The method is something doctors call sleep restriction therapy, which aims to reduce the amount of time you try to sleep and increase the amount of time you actually sleep — a goal which it accomplishes by the act of staying awake. Though it sounds counterintuitive and potentially unpleasant for someone who just wants to go to sleep, various studies have shown that the method is actually just as effective as taking medication for insomnia. However, just because it works doesn't mean it isn't hard; after all, it consists of doctors essentially telling insomniacs, who chronically have a hard time sleeping anyway, to resist the urge to sleep when they finally are ready for bed.
In case you want to learn how to do this yourself, here are the suggested steps of sleep restriction therapy:
1. Start keeping track of how well you're sleeping.
Start a journal documenting your sleep patterns — when you fall asleep, how long you stay asleep, and when you wake up — in order to determine how many hours of sleep you usually get every night.
2. Set a constant, strict wake-up time.
And make sure that you stick to it. This time should be the latest you can possibly manage without being late for work, school, or other morning commitments.
3. Don't let yourself go to sleep until a strict, specific time.
Let's say you usually get five hours of sleep and need to wake up around 6 a.m.
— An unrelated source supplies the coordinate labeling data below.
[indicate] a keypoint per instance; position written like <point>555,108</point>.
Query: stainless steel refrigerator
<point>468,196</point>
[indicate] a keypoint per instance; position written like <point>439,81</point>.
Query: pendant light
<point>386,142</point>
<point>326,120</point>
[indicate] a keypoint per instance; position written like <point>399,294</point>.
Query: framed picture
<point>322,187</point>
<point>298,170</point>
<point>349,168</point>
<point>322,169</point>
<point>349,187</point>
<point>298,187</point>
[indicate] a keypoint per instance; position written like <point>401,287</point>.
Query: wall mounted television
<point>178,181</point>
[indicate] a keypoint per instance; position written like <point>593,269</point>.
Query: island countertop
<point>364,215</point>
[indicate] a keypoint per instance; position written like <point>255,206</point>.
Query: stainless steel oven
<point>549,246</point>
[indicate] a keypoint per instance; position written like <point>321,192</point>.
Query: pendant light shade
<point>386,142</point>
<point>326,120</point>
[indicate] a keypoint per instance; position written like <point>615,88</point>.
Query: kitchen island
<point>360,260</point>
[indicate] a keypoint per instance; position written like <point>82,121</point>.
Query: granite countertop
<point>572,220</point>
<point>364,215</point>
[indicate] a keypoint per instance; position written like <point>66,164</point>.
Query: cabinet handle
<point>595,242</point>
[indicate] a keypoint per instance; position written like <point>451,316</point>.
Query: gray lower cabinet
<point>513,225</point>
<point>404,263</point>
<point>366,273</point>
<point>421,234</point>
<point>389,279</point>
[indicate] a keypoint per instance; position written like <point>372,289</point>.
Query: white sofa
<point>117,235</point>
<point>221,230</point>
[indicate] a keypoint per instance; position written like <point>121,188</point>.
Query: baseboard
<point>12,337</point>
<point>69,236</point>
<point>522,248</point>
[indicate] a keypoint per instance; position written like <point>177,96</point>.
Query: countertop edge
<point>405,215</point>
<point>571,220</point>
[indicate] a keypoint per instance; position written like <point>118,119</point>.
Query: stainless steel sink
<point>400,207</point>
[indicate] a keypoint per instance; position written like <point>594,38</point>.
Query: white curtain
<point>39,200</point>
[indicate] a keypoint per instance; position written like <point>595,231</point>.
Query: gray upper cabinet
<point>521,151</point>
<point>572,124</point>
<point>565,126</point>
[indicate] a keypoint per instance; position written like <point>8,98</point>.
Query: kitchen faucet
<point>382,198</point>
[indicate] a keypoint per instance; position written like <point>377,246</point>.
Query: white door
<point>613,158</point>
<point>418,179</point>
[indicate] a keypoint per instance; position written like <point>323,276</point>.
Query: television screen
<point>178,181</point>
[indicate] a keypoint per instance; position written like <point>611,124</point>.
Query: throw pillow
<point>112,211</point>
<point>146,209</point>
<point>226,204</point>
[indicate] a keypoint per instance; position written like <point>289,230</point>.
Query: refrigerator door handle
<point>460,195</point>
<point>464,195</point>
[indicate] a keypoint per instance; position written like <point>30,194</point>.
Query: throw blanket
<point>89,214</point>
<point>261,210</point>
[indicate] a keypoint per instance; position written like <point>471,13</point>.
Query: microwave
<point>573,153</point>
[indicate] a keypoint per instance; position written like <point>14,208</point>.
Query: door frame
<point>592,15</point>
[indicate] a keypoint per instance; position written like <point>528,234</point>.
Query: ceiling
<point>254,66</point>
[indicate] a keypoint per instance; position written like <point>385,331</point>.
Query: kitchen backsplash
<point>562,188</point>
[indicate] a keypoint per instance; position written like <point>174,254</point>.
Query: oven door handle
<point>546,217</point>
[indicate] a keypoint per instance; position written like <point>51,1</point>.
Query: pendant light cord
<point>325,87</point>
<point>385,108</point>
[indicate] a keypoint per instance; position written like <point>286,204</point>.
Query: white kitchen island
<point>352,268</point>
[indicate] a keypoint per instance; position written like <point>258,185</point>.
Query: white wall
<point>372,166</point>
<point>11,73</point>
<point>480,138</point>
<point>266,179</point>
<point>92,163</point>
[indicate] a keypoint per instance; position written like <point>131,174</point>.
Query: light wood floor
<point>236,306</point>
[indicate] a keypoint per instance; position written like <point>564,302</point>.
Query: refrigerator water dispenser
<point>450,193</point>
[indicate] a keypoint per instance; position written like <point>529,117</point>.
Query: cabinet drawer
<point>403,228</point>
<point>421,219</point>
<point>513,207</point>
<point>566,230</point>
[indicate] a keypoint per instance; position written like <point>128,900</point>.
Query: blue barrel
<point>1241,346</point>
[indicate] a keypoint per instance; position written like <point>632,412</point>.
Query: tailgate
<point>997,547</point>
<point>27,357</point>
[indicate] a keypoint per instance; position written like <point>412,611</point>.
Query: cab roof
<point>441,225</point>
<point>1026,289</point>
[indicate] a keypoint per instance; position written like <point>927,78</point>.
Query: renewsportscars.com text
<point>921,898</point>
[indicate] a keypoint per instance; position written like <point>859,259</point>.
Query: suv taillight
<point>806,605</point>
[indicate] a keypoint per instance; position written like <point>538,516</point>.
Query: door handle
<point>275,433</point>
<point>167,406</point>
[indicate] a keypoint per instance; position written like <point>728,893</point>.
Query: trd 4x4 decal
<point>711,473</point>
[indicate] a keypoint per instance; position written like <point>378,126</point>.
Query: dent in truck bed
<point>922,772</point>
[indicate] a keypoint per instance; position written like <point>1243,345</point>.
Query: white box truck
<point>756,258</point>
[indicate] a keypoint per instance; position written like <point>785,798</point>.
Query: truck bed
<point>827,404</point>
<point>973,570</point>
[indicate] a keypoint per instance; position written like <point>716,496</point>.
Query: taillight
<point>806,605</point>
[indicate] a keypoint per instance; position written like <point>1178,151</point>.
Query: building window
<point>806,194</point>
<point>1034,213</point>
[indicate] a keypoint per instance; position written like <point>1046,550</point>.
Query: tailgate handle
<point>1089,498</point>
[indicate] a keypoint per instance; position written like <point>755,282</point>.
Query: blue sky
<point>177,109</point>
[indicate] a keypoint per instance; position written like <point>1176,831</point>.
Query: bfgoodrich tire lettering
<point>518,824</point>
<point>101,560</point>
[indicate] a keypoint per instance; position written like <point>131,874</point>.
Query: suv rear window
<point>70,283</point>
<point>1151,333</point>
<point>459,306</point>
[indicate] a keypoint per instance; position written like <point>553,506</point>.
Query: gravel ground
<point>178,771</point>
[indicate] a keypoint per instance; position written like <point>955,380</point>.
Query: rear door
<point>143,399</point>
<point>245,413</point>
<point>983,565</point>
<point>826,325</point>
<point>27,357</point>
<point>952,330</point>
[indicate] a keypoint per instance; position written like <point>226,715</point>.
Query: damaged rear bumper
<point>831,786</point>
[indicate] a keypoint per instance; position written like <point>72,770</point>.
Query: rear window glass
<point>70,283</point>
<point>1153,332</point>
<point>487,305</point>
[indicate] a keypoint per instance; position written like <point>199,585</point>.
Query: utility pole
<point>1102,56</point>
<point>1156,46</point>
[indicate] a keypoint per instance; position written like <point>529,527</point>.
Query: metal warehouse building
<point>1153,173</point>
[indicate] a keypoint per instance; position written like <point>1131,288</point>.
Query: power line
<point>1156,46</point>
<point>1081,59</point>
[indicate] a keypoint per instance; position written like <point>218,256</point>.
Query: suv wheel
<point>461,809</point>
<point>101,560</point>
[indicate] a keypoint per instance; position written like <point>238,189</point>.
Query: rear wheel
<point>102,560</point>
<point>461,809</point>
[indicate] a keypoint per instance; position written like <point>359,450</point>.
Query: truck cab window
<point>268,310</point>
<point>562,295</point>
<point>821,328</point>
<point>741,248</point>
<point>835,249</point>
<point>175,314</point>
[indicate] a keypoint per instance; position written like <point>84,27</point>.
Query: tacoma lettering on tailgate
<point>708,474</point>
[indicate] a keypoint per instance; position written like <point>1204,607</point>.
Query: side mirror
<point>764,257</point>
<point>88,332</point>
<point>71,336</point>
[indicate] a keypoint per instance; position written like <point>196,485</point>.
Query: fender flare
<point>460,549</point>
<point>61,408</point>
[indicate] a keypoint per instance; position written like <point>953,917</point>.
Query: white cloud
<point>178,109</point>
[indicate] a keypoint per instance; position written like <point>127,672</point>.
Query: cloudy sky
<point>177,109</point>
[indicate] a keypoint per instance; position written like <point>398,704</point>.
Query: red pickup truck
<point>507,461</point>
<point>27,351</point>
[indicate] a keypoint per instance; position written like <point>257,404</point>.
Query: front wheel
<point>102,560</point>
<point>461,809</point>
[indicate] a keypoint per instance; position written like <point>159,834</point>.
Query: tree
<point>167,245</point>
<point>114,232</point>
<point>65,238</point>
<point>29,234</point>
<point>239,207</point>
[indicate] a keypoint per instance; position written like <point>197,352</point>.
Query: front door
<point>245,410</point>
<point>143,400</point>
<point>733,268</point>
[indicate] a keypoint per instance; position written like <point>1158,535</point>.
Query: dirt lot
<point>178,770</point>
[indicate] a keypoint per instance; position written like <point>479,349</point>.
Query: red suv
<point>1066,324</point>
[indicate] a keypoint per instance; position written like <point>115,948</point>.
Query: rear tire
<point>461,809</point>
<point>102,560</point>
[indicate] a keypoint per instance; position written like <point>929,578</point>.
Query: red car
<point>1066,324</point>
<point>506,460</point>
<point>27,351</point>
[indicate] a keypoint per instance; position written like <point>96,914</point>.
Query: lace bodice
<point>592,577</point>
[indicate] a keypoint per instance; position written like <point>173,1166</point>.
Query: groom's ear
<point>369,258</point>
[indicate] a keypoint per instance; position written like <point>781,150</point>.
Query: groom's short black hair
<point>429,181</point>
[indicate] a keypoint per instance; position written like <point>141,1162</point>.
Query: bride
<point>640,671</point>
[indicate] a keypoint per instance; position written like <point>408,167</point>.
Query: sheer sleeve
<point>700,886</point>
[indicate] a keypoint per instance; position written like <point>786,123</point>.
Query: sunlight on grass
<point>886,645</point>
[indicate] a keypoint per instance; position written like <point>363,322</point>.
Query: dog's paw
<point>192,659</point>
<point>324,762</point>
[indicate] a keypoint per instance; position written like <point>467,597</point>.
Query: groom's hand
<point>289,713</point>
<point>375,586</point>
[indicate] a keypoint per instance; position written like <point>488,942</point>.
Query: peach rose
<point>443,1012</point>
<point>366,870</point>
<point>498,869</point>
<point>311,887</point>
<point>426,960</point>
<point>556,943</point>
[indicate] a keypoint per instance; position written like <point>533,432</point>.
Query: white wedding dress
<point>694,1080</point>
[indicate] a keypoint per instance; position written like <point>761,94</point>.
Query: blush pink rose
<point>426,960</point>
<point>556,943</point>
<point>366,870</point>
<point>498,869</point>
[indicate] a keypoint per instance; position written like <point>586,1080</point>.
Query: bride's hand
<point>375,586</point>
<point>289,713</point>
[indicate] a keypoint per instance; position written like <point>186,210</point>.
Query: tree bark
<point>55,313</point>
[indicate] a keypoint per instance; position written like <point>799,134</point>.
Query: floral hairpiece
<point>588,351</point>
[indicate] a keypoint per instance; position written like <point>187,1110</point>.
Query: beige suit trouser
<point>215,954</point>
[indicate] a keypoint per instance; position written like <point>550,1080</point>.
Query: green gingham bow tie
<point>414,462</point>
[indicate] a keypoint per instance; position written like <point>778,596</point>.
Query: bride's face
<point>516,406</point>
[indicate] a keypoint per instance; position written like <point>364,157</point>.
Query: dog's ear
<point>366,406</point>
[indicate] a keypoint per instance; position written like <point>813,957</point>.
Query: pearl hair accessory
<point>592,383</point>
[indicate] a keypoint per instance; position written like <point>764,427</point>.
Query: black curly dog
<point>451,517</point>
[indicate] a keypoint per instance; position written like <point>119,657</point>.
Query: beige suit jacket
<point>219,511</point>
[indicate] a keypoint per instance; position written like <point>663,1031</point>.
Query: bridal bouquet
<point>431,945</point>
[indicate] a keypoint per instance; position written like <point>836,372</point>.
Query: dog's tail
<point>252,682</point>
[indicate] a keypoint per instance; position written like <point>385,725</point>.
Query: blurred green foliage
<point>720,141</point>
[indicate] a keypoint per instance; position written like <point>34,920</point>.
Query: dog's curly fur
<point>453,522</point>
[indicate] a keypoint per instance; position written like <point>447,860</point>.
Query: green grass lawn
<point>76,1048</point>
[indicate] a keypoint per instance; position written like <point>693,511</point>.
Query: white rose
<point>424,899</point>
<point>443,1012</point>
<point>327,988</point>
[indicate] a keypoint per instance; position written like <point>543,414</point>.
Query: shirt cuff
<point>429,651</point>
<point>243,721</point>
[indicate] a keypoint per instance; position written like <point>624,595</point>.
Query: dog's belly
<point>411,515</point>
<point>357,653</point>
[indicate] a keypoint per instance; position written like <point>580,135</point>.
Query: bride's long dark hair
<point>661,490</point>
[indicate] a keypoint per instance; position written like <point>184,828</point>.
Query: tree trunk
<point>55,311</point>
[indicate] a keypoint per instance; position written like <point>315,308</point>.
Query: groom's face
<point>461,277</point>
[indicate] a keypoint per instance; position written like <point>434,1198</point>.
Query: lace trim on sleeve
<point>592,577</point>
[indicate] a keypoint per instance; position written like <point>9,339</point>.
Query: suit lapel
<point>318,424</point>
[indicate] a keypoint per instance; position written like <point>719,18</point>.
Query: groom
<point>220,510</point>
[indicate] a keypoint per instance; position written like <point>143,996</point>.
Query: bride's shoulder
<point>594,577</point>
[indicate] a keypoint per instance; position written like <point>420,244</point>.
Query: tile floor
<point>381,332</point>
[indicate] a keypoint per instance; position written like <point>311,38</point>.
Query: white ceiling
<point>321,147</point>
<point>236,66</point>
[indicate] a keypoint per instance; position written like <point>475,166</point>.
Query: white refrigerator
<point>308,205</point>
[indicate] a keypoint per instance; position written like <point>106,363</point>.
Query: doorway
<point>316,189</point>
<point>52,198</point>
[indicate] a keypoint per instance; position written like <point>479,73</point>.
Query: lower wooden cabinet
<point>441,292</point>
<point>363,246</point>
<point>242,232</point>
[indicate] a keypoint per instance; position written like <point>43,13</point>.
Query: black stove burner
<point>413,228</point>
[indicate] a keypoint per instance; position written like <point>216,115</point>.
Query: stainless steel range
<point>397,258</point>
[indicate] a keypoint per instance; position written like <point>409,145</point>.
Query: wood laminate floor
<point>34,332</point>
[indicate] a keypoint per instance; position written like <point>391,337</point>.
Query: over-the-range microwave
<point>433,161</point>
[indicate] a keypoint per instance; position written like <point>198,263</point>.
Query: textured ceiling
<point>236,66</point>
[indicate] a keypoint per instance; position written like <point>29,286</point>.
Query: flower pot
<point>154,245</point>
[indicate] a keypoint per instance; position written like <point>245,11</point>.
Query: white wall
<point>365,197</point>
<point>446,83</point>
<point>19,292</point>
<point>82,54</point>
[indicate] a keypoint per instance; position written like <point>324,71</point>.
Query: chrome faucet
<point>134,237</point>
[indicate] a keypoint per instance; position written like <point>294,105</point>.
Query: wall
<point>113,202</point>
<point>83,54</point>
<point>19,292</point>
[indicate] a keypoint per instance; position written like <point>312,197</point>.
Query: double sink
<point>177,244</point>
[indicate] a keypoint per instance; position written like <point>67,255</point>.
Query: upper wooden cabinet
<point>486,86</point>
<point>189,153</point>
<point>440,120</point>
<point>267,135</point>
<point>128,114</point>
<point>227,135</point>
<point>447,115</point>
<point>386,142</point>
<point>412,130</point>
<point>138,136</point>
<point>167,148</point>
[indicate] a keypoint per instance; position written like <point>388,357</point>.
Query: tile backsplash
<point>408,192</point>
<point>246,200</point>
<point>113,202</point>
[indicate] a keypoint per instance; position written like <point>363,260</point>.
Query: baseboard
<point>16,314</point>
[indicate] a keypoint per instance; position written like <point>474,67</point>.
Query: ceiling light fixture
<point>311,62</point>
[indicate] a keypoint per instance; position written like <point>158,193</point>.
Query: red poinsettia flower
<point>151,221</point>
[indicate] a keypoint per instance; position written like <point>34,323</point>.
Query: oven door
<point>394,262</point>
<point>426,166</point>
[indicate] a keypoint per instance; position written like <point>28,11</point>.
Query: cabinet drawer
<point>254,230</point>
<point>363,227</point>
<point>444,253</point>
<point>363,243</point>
Don't let yourself sleep before 1 a.m., but once that time finally rolls around, try to go to sleep immediately.
4. Gradually allow yourself to go to sleep earlier and earlier.
When you start successfully and consistently sleeping within the time frame you've allotted, allow yourself to go to bed a little earlier, extending the time by about 15 minutes every now and then until you're sleeping a healthy amount.
So if you struggle with getting to bed and getting a restful eight hours every night, take a shot at doing the exact opposite of what you're trying to do. Who knows — it might cure your insomnia altogether.